Good luck, and I will be thinking of u tomo xxxxxx


----------



## beckyp (Aug 31, 2010)

Good luck Rachel    Hopefully not too long before you have a little bundle of joy!


----------



## Laura22 (Aug 31, 2010)

Good luck for tomorrow!!  xx


----------



## Strawberrygirl (Aug 31, 2010)

Good luck! how many weeks are you now? I'm sure you will feel fine once you have your little baby in your arms


----------



## shirl (Aug 31, 2010)

Good Luck for tomorrow Rachael, will be thinking of you, love shirl x


----------



## FairyNuff (Aug 31, 2010)

Oh how exciting!
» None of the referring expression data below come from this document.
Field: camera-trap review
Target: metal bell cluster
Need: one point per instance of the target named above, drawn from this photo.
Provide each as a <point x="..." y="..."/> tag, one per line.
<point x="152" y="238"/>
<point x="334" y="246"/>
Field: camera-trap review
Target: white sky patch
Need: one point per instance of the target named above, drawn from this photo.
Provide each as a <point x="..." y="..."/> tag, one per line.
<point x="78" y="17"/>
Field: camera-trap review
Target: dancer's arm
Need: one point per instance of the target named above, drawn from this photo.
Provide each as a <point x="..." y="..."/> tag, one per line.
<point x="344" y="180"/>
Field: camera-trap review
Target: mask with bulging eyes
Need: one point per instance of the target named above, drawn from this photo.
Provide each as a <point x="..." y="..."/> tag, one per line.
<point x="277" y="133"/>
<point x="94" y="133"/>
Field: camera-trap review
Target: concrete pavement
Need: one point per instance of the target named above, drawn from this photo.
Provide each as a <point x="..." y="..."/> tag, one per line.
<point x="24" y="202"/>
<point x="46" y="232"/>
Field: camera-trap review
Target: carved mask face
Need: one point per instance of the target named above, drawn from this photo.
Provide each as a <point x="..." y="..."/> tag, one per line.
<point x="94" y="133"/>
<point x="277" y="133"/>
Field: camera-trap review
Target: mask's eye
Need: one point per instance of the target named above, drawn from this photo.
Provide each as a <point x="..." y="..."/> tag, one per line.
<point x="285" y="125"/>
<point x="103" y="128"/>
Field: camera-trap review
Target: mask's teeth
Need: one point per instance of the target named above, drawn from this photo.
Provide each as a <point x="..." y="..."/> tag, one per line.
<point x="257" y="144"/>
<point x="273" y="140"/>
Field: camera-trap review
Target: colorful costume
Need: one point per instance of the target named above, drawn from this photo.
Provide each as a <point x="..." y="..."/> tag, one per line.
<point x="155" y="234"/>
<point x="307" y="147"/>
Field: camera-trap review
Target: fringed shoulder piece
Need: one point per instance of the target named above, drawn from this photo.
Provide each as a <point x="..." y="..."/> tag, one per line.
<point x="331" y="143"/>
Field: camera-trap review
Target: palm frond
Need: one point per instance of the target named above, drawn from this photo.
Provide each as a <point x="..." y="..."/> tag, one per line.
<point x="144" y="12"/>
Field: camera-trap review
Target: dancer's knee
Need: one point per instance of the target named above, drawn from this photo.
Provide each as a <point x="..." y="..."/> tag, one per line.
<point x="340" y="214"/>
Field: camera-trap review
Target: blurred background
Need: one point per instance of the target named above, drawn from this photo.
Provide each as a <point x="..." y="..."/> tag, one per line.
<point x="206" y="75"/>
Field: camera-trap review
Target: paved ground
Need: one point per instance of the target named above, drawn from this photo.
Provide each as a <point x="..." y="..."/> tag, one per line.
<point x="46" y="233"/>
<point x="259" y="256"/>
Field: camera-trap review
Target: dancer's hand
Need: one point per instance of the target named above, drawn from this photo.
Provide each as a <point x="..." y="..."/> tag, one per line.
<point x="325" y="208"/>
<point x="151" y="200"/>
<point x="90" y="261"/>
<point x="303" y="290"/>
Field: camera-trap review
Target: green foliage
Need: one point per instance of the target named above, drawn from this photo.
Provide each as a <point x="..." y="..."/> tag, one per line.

You'd be nervous now no matter how the baby was coming!

Good luck with everything, the hard work will start just after delivery  

Love Sarah x


----------



## lucy123 (Aug 31, 2010)

Good luck for tomorrow Rachel.
My induced baby is now 24 and living abroad!!

My husband turned to me the night before he was born and said 'what if we don't know how to be parents?'. Good timing! I have to say we were terrified too but now think we are marvelous and am sure you will be too.

All the best x


----------



## Cate (Aug 31, 2010)

Good luck Rachel!  I'll be thinking of you tomorrow.


----------



## Persil (Aug 31, 2010)

Wishing you loads of luck for tomorrow, Rachel!! I hope everything goes well for you!!

Vicki 
xxx


----------



## sofaraway (Aug 31, 2010)

Best of luck for tommorrow. It has really been a pleasure to follow your journey through pregnancy and I am sure you've helped loads of people by sharing your experiences. 
I hope it all goes smoothly tommorrow and your team take good care of you both.


----------



## grahams mum (Aug 31, 2010)

good luck and we are waiting for your story and pictures!!!!


----------



## PhoebeC (Sep 1, 2010)

So excited and nervous for you.

Hope you and baby and daddy are ok? (everyone forgets about new dads)

Hope the birth goes as well as it can. Will be thinking of you all day xxx


----------



## rachelha (Sep 1, 2010)

Thanks for all your best wishes.  We have been told he might not make am appearance until tomorrow, do don't hold your breath for   news.  I actually got some sleep last night (well as much.as anyone 38+3 pregnant ever does) and am feeling more excited and less scared.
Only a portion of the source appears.